Jul 02 12:29:55 dani-k8s-node-2.dani.local systemd[1]: Reached target Network is Online.
DanyC97 commented 5 years ago

updating in case someone else bumps into this issue.

A) the initial issue was around the fact that nodes we failing to join the cluster because the kubelet.service

After a lot of digging (few dead ends and lots of bunny hop) it turned out the problem was caused by my DNS setup, in particular my nodes fqdn was not withing the subdomain where the api and api-int were

E.g

NOK

B) the second issue (which was more like a question for my own knowledge) was around the fact that the CSRs were approved.
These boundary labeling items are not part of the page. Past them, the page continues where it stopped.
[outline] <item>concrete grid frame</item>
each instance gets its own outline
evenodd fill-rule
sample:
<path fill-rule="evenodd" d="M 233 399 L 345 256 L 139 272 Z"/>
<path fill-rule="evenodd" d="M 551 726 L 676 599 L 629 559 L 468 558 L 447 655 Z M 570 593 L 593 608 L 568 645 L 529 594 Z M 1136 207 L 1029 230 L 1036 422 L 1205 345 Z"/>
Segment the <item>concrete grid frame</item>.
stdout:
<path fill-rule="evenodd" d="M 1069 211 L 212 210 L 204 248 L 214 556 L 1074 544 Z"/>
With @staebler 's help i've understood there are 2 paths:

cgwalters commented 5 years ago

if bootstrap node is still up, the CSRs are auto aproved

Probably what we should have done is only have the bootstrap approve CSRs for masters only or so...that's all we actually need for installs, and having it do workers too adds confusion.

DanyC97 commented 5 years ago

@cgwalters thinking loud i think is okay to have both use-cases, especially when you build a 100 nodes cluster, you don't need a human to accept the CSRs nor keep running/ watching using your favor tool/ script for pending CSRs.
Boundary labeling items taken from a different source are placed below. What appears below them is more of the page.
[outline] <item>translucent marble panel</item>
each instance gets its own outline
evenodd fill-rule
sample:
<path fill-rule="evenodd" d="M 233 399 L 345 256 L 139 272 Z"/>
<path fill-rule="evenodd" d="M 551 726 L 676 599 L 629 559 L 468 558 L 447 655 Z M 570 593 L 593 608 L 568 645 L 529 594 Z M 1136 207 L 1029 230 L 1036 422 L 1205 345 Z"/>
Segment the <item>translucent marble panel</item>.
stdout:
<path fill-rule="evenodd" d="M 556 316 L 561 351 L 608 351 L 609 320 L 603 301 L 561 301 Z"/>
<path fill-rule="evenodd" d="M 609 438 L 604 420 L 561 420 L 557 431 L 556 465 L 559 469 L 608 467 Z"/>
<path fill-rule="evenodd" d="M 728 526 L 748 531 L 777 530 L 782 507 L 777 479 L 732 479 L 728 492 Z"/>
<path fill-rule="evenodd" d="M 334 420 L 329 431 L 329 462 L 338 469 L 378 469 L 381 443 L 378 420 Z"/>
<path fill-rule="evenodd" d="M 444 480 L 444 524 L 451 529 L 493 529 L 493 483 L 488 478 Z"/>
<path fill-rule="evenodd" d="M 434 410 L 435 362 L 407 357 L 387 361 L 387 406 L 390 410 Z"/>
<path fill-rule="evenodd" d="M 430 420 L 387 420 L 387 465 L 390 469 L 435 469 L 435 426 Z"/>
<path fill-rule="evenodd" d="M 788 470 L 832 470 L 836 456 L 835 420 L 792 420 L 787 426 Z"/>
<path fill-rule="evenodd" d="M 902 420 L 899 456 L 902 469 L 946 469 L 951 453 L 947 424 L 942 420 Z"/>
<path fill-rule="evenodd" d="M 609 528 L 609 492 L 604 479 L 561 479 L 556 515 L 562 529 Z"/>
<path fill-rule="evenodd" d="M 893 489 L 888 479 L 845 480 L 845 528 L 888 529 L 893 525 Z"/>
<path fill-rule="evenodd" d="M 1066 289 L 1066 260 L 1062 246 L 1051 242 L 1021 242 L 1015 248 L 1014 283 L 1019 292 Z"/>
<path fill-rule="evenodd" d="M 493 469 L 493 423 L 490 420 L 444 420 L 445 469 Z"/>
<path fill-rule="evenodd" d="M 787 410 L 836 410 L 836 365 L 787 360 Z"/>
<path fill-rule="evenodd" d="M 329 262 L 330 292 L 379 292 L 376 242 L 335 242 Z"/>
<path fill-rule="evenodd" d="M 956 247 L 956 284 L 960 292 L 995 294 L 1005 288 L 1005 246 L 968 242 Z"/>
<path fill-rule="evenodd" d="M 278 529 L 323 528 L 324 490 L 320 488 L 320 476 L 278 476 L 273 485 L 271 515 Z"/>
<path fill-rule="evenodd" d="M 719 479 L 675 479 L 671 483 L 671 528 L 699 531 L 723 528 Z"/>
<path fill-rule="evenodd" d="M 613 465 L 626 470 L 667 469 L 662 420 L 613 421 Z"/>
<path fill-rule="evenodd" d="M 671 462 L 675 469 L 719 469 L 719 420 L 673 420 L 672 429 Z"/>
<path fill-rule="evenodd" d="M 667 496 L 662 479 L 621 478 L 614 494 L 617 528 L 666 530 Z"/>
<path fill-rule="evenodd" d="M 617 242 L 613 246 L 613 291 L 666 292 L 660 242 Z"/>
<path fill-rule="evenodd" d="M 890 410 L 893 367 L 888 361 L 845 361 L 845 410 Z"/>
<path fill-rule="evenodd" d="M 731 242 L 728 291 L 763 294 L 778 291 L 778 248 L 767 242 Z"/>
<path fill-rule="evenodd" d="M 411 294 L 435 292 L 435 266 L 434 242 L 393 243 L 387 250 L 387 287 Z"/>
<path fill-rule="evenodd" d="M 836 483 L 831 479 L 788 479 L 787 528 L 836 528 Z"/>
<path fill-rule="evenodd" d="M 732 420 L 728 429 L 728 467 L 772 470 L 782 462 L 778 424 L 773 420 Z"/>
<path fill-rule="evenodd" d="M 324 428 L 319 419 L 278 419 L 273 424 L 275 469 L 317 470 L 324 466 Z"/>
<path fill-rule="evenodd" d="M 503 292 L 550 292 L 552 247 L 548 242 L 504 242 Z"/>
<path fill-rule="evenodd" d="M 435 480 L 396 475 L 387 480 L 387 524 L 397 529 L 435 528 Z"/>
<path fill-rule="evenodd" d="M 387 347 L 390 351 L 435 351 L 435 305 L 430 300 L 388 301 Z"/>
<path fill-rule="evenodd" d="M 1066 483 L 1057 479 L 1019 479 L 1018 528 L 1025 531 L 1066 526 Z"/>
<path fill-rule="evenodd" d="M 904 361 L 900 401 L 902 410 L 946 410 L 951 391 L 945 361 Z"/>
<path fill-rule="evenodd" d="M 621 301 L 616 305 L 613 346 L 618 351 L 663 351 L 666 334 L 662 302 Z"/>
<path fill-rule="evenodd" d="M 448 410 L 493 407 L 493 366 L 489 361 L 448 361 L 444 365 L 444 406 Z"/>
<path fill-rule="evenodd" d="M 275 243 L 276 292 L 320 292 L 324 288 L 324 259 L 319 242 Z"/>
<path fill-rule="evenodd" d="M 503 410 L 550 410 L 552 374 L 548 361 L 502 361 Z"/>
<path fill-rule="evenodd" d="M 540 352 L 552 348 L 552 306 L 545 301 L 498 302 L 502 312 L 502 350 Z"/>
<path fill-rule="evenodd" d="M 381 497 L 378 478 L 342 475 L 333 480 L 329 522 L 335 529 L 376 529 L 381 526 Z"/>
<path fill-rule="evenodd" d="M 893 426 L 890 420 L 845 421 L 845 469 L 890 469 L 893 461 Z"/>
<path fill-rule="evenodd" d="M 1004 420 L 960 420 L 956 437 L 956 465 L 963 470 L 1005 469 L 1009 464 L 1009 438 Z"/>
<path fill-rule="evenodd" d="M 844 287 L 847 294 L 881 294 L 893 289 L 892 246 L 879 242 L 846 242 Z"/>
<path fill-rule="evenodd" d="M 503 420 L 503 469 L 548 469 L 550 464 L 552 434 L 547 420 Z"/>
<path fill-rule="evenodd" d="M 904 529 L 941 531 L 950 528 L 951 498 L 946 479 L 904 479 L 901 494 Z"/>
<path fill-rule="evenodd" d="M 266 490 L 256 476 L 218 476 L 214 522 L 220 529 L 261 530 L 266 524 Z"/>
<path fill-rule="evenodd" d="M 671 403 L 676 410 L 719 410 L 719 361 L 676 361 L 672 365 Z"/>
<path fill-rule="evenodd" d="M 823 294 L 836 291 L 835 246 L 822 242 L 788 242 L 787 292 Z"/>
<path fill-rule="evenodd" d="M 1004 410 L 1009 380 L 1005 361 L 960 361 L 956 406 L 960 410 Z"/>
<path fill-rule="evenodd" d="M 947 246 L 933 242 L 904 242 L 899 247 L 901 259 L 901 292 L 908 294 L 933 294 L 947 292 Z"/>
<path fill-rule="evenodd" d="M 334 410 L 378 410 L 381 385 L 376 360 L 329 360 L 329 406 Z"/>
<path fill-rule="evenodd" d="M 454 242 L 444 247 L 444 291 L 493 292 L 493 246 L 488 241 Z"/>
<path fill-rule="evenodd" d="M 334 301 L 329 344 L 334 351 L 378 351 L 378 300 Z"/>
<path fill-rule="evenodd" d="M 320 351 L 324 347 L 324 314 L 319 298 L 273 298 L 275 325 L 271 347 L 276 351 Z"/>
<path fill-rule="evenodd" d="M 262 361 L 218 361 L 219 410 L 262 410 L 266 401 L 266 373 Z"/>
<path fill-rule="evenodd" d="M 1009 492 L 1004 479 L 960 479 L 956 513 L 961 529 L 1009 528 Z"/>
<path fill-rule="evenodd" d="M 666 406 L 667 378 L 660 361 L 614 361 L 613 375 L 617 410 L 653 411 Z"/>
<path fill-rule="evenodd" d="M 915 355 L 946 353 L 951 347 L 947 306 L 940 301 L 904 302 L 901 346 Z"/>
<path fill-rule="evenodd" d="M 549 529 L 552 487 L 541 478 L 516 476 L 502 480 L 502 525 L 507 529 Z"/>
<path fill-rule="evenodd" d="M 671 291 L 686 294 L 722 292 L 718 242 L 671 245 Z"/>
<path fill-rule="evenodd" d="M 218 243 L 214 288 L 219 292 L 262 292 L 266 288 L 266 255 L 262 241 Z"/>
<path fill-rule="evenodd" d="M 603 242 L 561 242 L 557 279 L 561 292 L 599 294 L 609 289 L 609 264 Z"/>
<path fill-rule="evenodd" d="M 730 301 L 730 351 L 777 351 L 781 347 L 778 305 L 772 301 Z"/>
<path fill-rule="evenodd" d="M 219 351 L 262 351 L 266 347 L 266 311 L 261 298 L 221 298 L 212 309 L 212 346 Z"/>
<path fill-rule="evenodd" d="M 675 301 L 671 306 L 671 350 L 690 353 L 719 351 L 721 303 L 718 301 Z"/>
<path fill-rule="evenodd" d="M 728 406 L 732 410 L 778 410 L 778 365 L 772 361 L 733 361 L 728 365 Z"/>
A note in the docs imo will be exactly what folks need:

staebler commented 5 years ago

I do not think that we want to advise leaving the bootstrap node running any longer than necessary.

fdammeke commented 3 years ago

@DanyC97 could you elaborate your findings regarding DNS a bit more? I'm bumping in the same issue as you describe when adding a node to an existing cluster. The initial provisioned cluster doesn't have fqdn hostnames within the api / api-int endpoint url either, so I'm curious how this is related?

What comes to my attention is the fact there are no symbolic links for kubelet or machine-config-daemon in /etc/systemd/system/multi-user.target.wants/ on the extra worker nodes, but they are present on the initial installation worker nodes. Any thoughts?